# Complex Analysis: Transformations and Equation Solutions

This might be an odd question, but I recently spent a very long time solving a problem in Gamelin's Complex Analysis and I wanted to understand exactly what was making it so difficult for me. Eventually I realized it was that I didn't quite understand this passage from Chapter II.7

Consider first a circle that does not pass through $\infty$. It has an equation of the form $|z-a|^2 = r^2$, where $a$ is its center and $r$ is its radius. The image of the circle under the inversion $w = 1/z$ consists of points satisfying $|1-aw|^2 = r^2|w|^2$.

Now this all seems simple enough, but what I realized was that I wasn't sure you could just do what Gamelin does above.

I.e. if you have an equation/variety $f(z) = 0$, and then you do some transformation $z \mapsto w = g(z)$, is it always the case that $f(w) = f(g(z)) = 0$? Obviously this is true for when $g$ is a coordinate transformation, but when isn't it true? I guess I should really be asking: When is a function a coordinate transformation and when is it not?

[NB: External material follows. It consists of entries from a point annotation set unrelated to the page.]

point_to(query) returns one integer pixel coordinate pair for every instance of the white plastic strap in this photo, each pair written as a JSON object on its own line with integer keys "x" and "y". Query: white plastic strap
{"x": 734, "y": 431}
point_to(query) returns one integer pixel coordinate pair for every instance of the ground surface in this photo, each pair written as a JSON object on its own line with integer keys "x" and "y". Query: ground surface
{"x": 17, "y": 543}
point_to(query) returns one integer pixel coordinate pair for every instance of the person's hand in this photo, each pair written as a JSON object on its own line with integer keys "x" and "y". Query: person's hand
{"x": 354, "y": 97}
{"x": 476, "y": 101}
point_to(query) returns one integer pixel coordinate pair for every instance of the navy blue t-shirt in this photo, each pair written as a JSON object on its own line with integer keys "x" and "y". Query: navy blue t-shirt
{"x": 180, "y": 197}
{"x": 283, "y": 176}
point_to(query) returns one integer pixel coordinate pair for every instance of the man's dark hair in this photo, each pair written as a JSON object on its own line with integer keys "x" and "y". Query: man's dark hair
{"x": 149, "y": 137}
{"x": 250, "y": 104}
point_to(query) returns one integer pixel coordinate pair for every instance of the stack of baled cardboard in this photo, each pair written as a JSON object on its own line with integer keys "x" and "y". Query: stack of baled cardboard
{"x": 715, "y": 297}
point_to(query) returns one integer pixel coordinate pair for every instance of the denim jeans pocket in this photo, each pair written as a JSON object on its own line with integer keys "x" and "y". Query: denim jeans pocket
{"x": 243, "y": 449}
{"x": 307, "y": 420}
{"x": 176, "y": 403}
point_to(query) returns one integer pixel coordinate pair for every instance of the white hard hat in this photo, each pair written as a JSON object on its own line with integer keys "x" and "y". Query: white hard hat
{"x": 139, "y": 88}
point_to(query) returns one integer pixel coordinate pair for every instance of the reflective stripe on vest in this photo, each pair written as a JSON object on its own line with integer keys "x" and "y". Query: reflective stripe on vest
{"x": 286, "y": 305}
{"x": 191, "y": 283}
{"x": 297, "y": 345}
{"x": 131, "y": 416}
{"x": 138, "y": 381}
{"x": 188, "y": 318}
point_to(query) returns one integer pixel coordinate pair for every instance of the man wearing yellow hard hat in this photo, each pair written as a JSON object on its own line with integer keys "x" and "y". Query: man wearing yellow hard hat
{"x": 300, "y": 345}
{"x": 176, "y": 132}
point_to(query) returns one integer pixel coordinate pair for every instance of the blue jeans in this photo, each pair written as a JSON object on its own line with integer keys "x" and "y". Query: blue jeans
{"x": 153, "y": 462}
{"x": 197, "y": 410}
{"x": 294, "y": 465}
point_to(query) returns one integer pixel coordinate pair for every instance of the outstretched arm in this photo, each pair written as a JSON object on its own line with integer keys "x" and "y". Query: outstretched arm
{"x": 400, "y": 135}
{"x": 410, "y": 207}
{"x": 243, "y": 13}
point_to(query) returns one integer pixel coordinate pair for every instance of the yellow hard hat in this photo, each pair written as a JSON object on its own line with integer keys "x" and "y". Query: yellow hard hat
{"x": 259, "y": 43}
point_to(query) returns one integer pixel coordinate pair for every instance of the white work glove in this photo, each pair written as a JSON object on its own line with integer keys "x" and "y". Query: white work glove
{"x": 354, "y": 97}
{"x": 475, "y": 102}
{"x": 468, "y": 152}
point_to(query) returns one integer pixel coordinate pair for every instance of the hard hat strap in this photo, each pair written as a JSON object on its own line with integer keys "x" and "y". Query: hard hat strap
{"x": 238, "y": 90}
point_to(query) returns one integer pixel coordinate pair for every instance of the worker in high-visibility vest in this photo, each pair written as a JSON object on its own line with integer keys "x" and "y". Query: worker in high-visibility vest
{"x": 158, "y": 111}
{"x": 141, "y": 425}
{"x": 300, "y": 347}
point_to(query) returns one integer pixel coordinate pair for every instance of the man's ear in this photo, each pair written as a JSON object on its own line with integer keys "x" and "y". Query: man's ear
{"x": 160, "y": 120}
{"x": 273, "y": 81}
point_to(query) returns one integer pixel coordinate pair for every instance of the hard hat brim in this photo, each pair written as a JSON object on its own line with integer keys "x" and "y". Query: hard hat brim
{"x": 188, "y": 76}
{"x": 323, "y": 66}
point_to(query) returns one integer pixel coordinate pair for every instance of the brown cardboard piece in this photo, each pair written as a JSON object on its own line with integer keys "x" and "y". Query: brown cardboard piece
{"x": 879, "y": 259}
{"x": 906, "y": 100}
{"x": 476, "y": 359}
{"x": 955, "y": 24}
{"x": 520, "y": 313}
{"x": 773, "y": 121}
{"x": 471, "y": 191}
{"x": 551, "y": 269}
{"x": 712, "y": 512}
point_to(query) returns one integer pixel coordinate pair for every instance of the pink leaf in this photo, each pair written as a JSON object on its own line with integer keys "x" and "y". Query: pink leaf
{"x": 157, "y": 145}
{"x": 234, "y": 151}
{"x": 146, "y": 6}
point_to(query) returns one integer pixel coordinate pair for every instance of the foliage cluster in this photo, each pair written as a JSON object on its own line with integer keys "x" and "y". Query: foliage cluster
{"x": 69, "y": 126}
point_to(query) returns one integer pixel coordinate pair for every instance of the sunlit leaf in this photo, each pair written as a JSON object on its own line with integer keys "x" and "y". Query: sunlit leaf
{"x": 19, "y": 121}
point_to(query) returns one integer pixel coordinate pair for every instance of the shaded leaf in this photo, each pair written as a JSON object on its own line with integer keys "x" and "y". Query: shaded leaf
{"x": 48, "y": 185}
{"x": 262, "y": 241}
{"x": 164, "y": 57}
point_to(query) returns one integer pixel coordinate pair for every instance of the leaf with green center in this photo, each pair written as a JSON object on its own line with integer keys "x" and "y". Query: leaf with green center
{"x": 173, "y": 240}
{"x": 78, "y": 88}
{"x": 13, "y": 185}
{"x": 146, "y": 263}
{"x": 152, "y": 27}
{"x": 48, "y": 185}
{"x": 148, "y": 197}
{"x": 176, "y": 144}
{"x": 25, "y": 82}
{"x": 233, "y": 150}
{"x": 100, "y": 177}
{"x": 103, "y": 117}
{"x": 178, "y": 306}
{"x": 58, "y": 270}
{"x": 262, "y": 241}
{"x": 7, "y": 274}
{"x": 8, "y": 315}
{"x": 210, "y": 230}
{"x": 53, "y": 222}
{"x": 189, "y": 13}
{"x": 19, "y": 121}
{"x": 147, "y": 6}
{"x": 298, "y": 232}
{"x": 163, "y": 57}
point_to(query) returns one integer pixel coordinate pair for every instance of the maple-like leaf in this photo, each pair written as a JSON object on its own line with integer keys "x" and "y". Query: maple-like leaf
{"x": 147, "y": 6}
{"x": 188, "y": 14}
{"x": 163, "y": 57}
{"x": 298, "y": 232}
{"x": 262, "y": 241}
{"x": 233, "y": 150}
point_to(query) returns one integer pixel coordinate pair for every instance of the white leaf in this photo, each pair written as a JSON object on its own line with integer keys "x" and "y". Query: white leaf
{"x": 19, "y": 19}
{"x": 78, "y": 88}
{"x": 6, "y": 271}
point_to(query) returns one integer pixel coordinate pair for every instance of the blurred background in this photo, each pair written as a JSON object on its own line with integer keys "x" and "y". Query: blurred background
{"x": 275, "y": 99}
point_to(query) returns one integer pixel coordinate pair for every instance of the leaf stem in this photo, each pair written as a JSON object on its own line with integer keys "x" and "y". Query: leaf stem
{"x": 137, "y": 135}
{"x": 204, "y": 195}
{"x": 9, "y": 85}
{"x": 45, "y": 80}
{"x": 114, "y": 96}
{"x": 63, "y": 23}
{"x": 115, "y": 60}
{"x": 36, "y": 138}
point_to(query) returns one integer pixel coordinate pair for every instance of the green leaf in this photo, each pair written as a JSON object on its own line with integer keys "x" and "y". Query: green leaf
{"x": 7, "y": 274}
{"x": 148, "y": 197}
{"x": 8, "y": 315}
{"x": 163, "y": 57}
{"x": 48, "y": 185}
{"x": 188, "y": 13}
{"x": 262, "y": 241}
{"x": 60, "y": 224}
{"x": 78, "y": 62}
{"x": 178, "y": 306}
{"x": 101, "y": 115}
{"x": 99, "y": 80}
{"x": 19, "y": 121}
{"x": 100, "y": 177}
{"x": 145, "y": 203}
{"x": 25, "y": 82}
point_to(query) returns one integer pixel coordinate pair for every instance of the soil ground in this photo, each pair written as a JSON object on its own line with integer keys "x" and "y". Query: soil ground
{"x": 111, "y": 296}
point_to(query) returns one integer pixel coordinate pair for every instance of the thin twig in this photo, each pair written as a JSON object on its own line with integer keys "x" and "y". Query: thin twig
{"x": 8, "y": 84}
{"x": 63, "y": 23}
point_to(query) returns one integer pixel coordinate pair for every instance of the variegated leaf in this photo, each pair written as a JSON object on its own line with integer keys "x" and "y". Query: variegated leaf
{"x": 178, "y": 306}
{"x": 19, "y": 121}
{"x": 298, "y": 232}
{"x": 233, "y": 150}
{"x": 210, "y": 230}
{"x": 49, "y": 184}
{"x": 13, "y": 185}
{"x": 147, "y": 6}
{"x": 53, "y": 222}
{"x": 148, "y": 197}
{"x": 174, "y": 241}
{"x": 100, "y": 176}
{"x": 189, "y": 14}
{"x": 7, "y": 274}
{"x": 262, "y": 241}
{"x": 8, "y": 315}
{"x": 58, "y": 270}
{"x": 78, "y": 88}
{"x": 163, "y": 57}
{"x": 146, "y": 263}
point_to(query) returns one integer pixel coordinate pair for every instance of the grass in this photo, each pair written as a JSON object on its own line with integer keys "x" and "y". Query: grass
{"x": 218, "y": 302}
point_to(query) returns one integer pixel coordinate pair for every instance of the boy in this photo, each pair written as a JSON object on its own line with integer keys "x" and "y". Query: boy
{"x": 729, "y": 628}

I apologize if this is too vague or obvious, it just seems like it shouldn't be the case that you can always do this, like there must be some restrictions on $f$ and $g$.

In this case $g: \mathbb{C}-0 \to \mathbb{C}-0$ is a bijection and $g\circ g = id$. So the image of $$\{z \in \mathbb{C}-0: f(z)=0\}$$ under $g$ is $$\{w \in \mathbb{C}-0: f(g^{-1}(w))=0\} =\{w \in \mathbb{C}-0: f(g(w))=0 \}$$ since $g$ is equal to its inverse.

• Very nice, thank you! Commented Jun 16, 2018 at 3:14
• For $x \in \mathbb{C}$, let $f(z) = z-x$. Then for $g: \mathbb{C} \to \mathbb{C}$, $\{z: f(g(z)) = 0\}$ equals $\{x\}$ implies $g(g(x)) = x$. Hence for fixed $g$, the condition holds for all $f$ if and only if $g$ is its own inverse. Commented Jun 16, 2018 at 3:17

You've actually got it backwards: if $g:A \to B$ and $f: A \to C$, the only composition that could make sense in general is $f \circ g^{-1}$. In this case, $g^{-1}=g$, which stopped you from spotting the general law. The solutions are the set $\{ w: \exists z : g(z)=w \wedge f(z) = a \}$, so if these can be solved simultaneously, you can find an explicit equation.